After a discussion with domain experts, we prepared three sets of features. The first contains 112 features from all categories of delinquency information (i.e., total delinquency, credit card delinquency and loan delinquency), as you can see in Table 6. The second contains 99 features from two categories (i.e., credit card delinquency and loan delinquency). The third contains 78 features from only a single category (i.e., total delinquency). Next, we evaluated each set of features using the Chi-square feature selection method to select the variables that are most influential on the target variable. In the end, we obtained 33 features from the first set, 31 from the second, and 24 from the third. 4.4. Adjusting class distribution Our dataset represented a highly-skewed distribution of class between fraud data and non-fraud data, that is, only 226 transactions belong to the class of the fraudulent customers and remaining 47,840 transactions belong to the class of non-fraudulent customers. Such a highly-skewed distribution of class normally causes a serious problem that when a classification model learns from a skewed data, the model will usually predict the majority class correctly more often than the minority class because most classification models are designed to maximize accuracy (McCarthy et al., 2005). To mitigate this problem, we employed under-sampling method6 by varying the ratios of fraudulent customers to non-fraudulent customers (i.e., 40:60, 50:50 and 60:40) although under-sampling is known to have several disadvantage (Domingos, 1999; Ghosh and Reilly, 1994; Jiang and Cukic, 2009; Ling and Sheng, 2008; Ling, Sheng, Bruckhaus, et al., 2006; McCarthy et al., 2005; Phua et al., 2004). As a consequence, we obtained nine datasets by generating three datasets of different fraudulent to non-fraudulent ratios in each category of features, as is shown in Table 7.

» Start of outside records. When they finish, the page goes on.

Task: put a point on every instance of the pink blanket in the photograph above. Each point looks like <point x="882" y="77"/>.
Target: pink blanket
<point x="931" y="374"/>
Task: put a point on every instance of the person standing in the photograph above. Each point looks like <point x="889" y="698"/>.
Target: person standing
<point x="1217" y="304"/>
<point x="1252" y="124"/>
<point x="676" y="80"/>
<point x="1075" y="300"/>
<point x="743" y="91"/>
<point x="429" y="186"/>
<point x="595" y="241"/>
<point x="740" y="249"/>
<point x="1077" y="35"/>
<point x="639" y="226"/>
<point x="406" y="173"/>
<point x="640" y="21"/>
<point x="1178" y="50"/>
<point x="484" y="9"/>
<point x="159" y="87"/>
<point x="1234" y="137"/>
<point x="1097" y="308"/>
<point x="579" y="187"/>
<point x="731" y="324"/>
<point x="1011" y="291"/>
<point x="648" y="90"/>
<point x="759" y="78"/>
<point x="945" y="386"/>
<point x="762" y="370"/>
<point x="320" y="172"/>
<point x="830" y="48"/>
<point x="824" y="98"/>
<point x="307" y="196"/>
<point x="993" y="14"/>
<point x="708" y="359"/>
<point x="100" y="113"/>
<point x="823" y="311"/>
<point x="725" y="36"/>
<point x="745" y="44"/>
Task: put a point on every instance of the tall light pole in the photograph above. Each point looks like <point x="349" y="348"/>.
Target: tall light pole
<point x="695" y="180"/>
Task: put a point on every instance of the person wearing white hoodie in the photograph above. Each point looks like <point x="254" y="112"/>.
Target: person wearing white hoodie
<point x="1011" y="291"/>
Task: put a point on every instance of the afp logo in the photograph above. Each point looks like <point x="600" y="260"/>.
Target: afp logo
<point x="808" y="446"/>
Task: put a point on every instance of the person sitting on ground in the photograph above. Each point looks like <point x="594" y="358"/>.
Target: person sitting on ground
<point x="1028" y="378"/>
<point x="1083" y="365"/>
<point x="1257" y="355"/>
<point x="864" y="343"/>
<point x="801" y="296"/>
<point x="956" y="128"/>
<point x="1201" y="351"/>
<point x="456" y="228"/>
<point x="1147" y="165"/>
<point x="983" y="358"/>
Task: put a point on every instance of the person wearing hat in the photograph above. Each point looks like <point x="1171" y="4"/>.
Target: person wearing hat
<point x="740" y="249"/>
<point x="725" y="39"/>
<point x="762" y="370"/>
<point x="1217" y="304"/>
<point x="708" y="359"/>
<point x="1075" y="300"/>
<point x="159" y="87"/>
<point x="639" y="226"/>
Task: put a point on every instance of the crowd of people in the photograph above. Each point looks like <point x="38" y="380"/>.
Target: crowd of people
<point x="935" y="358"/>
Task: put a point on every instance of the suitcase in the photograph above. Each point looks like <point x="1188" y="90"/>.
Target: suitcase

5. Experimental results In this section, explained are the results from our experiments on how the cost-sensitive approach, the ratio-variant datasets, and the number of features affect the classification cost of credit fraud detection models and suggest the implications of the results. Experiment 1. In order to evaluate whether a cost-sensitive classification model generates less classification cost than a costinsensitive classification model, we calculated the classification costs from each of the three classification models, that is, a costinsensitive model using C4.5 (hereafter we call it C4.5 model) and two cost-sensitive model using CSC and MetaCost (hereafter we call them CSC model and MetaCost model, respectively) for each of the nine datasets described in Section 4.4.

6

Oversampling is also known to have the disadvantage of over-fitting.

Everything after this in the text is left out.